So yesterday, again, I got some more CVs stuffed into my inbox from a recruiting company that’s pushing its latest hot candidate.
The candidate was a “high level sourcing strategist” with years of experience in banking and financial services. Apparently, this candidate was especially good with cards, and had led massive cards transformation programmes.
The thing is, I don’t do cards anymore.
Interestingly, this email arrived to by government inbox, and correctly identified me as the CTO at DWP, so they must have at least a little bit of a clue.
That is just so annoying to me.
Firstly, I just hate unsolicited CVs, which are worse than ordinary spam mail because they release piles of personal information into the wild.
But even worse than that, I hate it when recruiters don’t bother to check their details before they contact me. I didn’t give them permission to come into my mailbox, so they have to earn the right before they can expect anything decent to happen.
So anyway, I called this recruiter and told her not email me ever again. And this was the exchange:
“Oh, sorry, we do it as a service. We think it is helpful for you to know the great candidates out there”
“His experience isn’t relevant”
“He’s still a great candidate”
“He doesn’t know anything but cards, which we don’t do”
“Well I have this other candidate….”
After a few more minutes of argument, I got them to remove me from their mailing list.
I suppose the recruiter was just doing their job, however badly.
But isn’t it interesting how some firms, who supposedly are all about personal service (when we hire a recruiter, they aren’t just shoving a CV in my face, they’re supposed to be about search), fail to understand the dynamics of the personal.
Here are the dynamics of the personal:
1. If you get any detail at all wrong about me, you’re deleted.
2. If you guess wrongly about what I want, you’re deleted.
3. If you dare to follow up after guessing wrongly and being deleted, you’ll get deleted again and then you’ll get blacklisted
4. If you get blacklisted and you still refuse to stay deleted, I will be on a personal mission to make sure you’re blacklisted everywhere.
This is not just me, by the way. I see it from everyone who gets touched by poorly done personalisation.
Considering the number of things that have to go right for such an outreach to work, I am surprised why companies ever spam anyone with poorly constructed personalisation. Certainly, it seems impossible that an organisation I’ve never dealt with before can ever know enough about me to get all this right. Even with the amount of stuff you can find out online.
Now, as to this recruiting firm, and this candidate, this value destroying exercise has eliminated much chance of you dealing with me again. But by all means spam my inbox and that of my colleagues as well. I can assure you the response will be predictable, and pretty much the same as on this occasion.
Ah. Recruitment companies. About a year ago I found myself on the other end and having to find a job through recruitment companies (something I haven't had to do for a long time). It was a thoroughly demoralising experience and needn't have been.

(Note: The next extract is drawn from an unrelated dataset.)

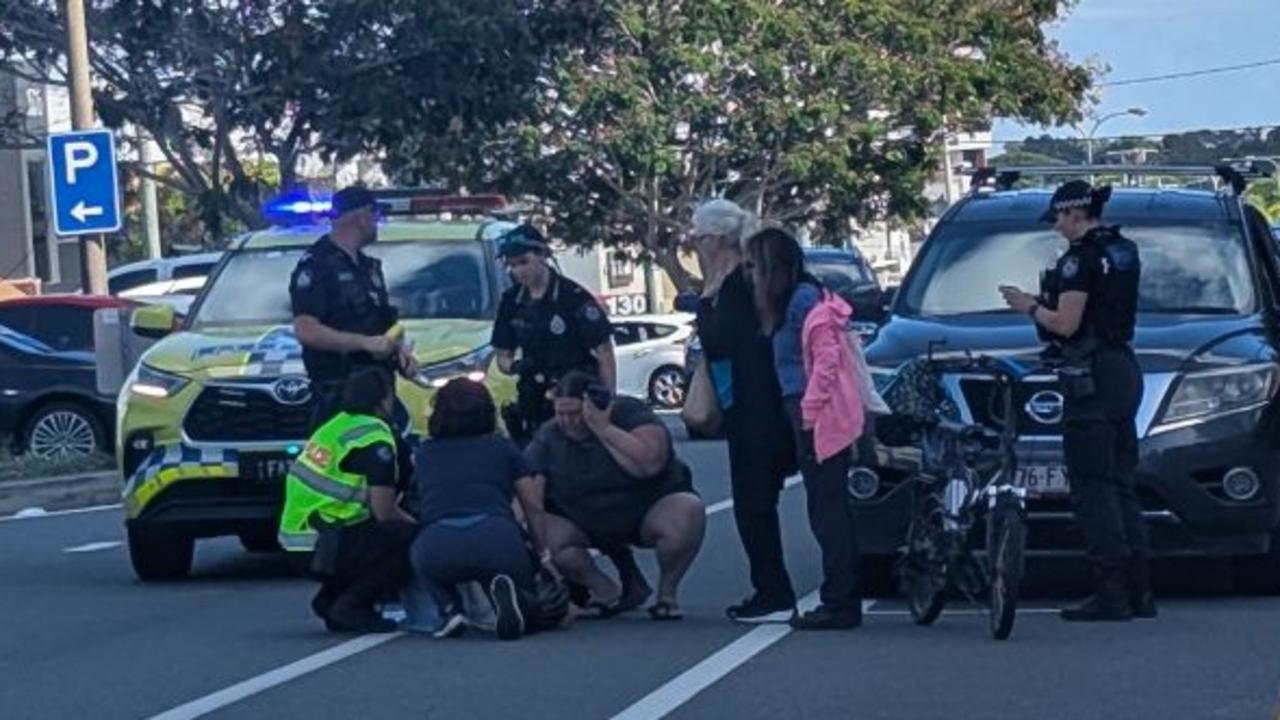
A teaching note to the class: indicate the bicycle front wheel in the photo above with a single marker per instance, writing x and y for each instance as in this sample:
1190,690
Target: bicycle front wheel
1006,546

Without ranting too much, and following on from your post, the thing that amazed me the most is their lack of service (and a lack of comprehension as to why it is important). Now that I am in a position again of hiring people, I kept a list of every agency that provided rubbish service and have blacklisted them in our organisation.
What amazes me the most is that none of these agencies think about the repercussions of their actions (or lack of). Something that would have cost them an additional five minutes in effort has resulted in their blacklisting.
Posted by: Andrew | October 28, 2009 at 10:44 AM
Andrew:
Ah, so you too have blacklisted because of a failure to personalise correctly.
What interests me, though, is that so often organisations thing that by sending out personalised stuff, they are doing a good job. When actually, by getting personalisation wrong, they are destroying value.
I think its obvious. Apparently, though, it isn't.
Posted by: James Gardner | October 29, 2009 at 06:46 AM
Thats it James, you are now blacklisted.
The blog post is far too impersonal.